El fraile tardó un rato en levantar los ojos.
—A veces, me dan ataques.
—Ya lo veo —dijo Yonah.
—Ah, ¿sí? ¿Y qué es lo que veis?
—Nada, señor. Era una manera de decir.
—Ha ocurrido en presencia de los sacerdotes y los frailes con quienes cumplo mis deberes. Me están vigilando.
¿Serían figuraciones del clérigo?, se preguntó Yonah.
—Me han seguido hasta aquí. Saben lo de María Juana y los niños.
Probablemente era verdad, pensó Yonah.
—¿Y qué van a hacer?
Bonestruca se encogió de hombros.
—Creo que esperan a ver si remiten los ataques. —Bonestruca miró a Yonah frunciendo el ceño—. ¿Cuál creéis vos que es la causa?
Era una forma de locura. Yonah lo pensaba, pero no podía decirlo. Nuño le había dicho una vez, hablando de la locura, que había observado un detalle común en la historias de las personas a las que había tratado. Este detalle era el hecho de haber padecido el malum venereum en su juventud y haber enloquecido al cabo de los años. Nuño no había formulado ninguna teoría al respecto, pero la cuestión le había parecido lo bastante curiosa como para comentársela a su alumno y ahora Yonah la había recordado.

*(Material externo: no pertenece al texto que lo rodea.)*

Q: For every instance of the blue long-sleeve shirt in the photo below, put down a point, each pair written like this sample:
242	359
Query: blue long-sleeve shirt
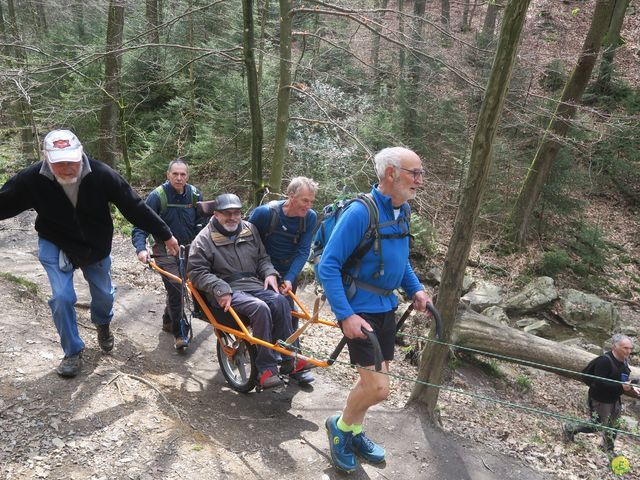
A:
346	236
287	257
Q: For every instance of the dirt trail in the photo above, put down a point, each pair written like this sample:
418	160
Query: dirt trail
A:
145	412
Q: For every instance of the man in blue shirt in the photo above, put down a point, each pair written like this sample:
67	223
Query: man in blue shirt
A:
286	228
175	202
373	305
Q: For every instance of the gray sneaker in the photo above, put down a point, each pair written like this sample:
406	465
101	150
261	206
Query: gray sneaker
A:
70	366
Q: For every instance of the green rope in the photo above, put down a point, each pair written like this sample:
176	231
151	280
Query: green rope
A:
505	403
510	359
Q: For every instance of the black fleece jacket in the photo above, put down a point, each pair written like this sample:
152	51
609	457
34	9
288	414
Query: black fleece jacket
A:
84	232
602	390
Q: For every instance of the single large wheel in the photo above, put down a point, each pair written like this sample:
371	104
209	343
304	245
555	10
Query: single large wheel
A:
237	358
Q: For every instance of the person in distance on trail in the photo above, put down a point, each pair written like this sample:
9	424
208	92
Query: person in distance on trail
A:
71	193
229	264
604	397
372	306
175	201
286	228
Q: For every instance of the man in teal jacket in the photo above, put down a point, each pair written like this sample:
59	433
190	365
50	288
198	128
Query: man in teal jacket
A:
373	305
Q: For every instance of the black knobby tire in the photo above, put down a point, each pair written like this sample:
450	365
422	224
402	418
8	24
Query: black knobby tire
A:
239	371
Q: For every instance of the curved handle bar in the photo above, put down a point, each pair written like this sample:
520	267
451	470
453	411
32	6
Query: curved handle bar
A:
438	319
436	316
377	352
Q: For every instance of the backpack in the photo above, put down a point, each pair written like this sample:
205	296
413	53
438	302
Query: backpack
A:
371	239
590	369
164	202
274	223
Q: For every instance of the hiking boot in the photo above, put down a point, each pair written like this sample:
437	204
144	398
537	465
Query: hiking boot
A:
288	366
367	449
70	366
568	435
181	343
105	339
270	379
167	324
302	378
340	446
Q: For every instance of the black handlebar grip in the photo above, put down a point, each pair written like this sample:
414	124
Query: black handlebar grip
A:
377	352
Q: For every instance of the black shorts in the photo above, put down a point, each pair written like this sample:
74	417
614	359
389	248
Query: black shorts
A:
384	327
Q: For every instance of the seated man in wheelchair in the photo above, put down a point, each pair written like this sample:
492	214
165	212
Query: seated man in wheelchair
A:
229	264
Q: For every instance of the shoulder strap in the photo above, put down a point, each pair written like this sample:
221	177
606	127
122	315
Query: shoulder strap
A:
273	217
194	195
274	223
163	198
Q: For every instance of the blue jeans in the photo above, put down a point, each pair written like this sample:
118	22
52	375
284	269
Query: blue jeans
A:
63	295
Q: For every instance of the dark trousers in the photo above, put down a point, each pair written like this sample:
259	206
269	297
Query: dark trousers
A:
606	414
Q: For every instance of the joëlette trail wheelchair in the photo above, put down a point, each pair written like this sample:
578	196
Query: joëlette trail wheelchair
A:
236	346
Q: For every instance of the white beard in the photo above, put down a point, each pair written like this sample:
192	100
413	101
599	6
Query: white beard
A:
230	229
67	181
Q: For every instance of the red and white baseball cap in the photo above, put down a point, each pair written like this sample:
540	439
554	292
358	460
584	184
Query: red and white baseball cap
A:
62	146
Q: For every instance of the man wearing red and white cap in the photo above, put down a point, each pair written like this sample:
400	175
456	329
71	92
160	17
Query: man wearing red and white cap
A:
71	193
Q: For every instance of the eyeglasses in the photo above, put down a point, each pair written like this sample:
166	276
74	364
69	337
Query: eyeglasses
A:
416	173
231	213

—No estoy muy seguro, pero… puede que esté relacionada con la sífilis.
—¡Claro, la sífilis! Estáis equivocado, médico, pues yo sólo la padecí durante muy breve tiempo. Creo que eso es cosa de Satanás, que quiere apoderarse de mi alma. Cuesta mucho luchar contra el demonio, pero yo he conseguido vencerlo en todas las ocasiones.
Yonah se quedó sin habla, pero Bonestruca salvó la situación y se concentró de nuevo en el tablero de las damas.
—¿Os toca a vos descargar un golpe con vuestros soldados, o me toca a mi?
—Os toca a vos, señor —contestó Yonah.
Estaba tan turbado que jugó muy mal durante todo el resto de la noche. En cambio, Bonestruca se mostró animado y despejado. Éste terminó enseguida la partida y se alegró de su victoria.
A pesar de lo que le había dicho el padre Espina, al día siguiente Yonah regresó a la prisión y pidió visitar a don Berenguer, pero el lugar de Espina lo ocupaba un sacerdote de más edad que se limitó a sacudir la cabeza y a despedirle sin más.
El auto de fe se celebró seis días más tarde. La víspera de las ejecuciones, el médico Callicó abandonó Zaragoza y se fue a visitar a unos pacientes de las zonas más alejadas de la comarca, en un viaje que lo obligó a permanecer varios días ausente de casa.
Temía haberse ido de la lengua y que, bajo tortura, Berenguer revelara la presencia y la identidad de otro cristiano judaizante, pero sus temores fueron infundados. Cuando regresó a Zaragoza, varios de sus pacientes se complacieron en facilitarle los detalles del acto de fe, que había estado tan concurrido como siempre. Cada miembro de la familia judía Bartolomé había muerto en gracia de Dios, besando la cruz que le acercaron a los labios y había sido estrangulado mediante rápidas rotaciones de la tuerca que apretaba el garrote de acero antes de ser arrojado a las llamas.